A building plan that connects the green wedges and mediates from the low suburban dwellings to the high buildings of the central district.
Historical Qualities
From the historical photos from the map archives, you can see farms and smaller houses that form an incipient urbanity in the open landscape - gently protected by the green planting.
Between the main houses and the smaller extensions are small passages which lead into the cozy courtyards.
Especially the gable motifs and the classic gabled roofs are predominant. The performative landscape forms intimate spatialities and defines invisible divisions. Here there are cultivation areas and orchards and trees and bushes, which provide privacy and shelter.
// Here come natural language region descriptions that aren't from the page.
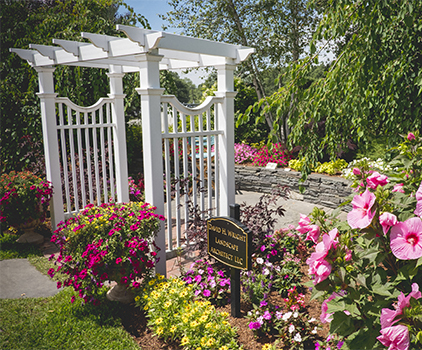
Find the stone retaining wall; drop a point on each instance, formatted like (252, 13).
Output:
(328, 191)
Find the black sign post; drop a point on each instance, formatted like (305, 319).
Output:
(229, 242)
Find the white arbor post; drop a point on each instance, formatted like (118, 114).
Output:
(119, 134)
(225, 122)
(150, 92)
(51, 146)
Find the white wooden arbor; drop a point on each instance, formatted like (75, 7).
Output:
(75, 135)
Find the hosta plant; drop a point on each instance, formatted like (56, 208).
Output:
(110, 242)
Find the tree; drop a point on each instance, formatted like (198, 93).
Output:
(36, 21)
(278, 30)
(372, 88)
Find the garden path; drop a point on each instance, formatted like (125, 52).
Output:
(20, 279)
- at the same time, you sense a great degree of openness and accessibility between the individual buildings
Views and intimacy
There are fantastic views from all homes in Smedens Have. From the cozy roof terraces, in the high part of the building, you have a view over the rainwater basin and the shared square, which borders the communal house - at the same time you can be private in your own home while enjoying the sunset. All the homes in the lower part of the building are well-lit, with terraces on both sides of the home, so you can always find either sun or shade. The planting and trees screen together with sheds and half-walls, so that you can always find your own “private space” in the overall area.
Human scale
The 2.5-storey homes and the communal house, form the framework around the town square, and to ensure privacy in the individual homes, the buildings are surrounded by curved space-creating green bushes and beech hedges. The buildings are scaled down, both vertically and horizontally, so that in size they are experienced as an extension of the small townhouses further up the street. You are therefore met by a nice human scale when you are on the common square. The old pear tree is framed by the “city bench”, which is a natural meeting place for the whole city.